Everything in the ground went wild this summer. This is the cosmos that we grew from seed. See what looks like a sapling trunk in the picture, near the plastic Holstein's ass? It's actually a cosmos stem. Yes, these are the same cosmos that you buy in 6-packs at Home Depot. Mine grew six feet tall.

It may not be formal, or purposeful. It's not the garden I had at the old house, that's for sure. Back then, we designed everything, planted that yard from flat dirt, knew the botanical and common name of everything in the ground. I planned very little of what's growing in either the back or the front yards here. We simply threw stuff into the earth and hoped for the best. If it perseveres, we're happy. If it thrives, we're surprised. It has been a surprising few weeks. It's wild. I love it.

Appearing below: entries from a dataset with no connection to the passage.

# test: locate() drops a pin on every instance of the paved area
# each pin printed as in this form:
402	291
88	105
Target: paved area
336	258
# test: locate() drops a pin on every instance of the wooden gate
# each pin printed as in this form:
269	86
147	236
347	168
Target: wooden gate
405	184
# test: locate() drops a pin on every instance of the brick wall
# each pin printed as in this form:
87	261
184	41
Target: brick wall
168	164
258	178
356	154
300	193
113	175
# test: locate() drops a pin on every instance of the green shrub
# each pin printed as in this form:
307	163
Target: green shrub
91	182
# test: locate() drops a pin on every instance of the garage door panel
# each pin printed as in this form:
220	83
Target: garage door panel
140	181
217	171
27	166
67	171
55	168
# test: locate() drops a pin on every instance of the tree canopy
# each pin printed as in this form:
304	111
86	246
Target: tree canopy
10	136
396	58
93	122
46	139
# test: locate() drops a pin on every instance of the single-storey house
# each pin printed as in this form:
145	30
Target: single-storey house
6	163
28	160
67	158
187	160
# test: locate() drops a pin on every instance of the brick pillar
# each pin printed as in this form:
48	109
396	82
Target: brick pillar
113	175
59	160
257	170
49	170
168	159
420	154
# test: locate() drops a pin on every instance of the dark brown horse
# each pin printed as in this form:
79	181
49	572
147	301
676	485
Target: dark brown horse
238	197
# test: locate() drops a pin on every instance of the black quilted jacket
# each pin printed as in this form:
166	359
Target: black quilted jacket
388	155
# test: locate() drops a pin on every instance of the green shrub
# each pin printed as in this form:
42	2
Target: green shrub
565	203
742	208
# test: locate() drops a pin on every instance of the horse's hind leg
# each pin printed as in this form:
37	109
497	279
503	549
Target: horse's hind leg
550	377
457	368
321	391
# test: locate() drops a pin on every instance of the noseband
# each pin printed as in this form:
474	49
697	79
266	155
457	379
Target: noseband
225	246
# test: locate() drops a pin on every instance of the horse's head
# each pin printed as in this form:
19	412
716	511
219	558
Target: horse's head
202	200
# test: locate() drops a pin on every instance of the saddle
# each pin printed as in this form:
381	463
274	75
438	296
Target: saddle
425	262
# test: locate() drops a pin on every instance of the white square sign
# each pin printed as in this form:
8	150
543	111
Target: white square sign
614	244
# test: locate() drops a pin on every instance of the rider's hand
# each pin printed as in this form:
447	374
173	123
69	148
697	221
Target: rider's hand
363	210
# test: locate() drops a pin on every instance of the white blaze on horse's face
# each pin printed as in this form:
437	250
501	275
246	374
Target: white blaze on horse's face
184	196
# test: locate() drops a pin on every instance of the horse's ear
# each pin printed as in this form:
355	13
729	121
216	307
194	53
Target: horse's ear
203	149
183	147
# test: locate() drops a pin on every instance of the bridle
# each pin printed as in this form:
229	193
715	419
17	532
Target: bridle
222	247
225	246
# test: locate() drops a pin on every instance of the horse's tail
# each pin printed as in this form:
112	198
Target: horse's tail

Work continues on Juliet. I'm finally down to the lace portion. What I neglected to mention last time was that I'm knitting it at the wrong gauge. Yes, I did do a gauge swatch, but I did it not long after I got the O.K. to lightly use my pinkie, and while my thumb was still in a brace for twenty-three hours a day. I thought that, as it was just knitting, no purling for the first third of the project, it wouldn't be a problem. My tension couldn't be that much more loose, right? Heh. I like it at this gauge, but I'm knitting it as a large so that I can get a small/medium, so it's taking a little while. The Theraputty is in the picture for color adjustment. My phone camera couldn't get the color right without it.

Why the phone camera? Wasn't I just whining about how I don't take out my "real" cameras anymore? For some reason, the lighting in my office and the processor in my Sony don't get along. None of the white balance settings work, even with helpful color contrast object thrown into the mix. My phone, on the other hand, takes wonderful pictures at my desk, with clean, accurate white balance and brightness. My phone won out in the morning glory pictures as well. I took shots with both, but the one above was the most true to life. The big Nikon would more than likely best both of them, but that defeats the purpose of the kind of spur-of-the-moment photography I like to do. For now, the phone wins.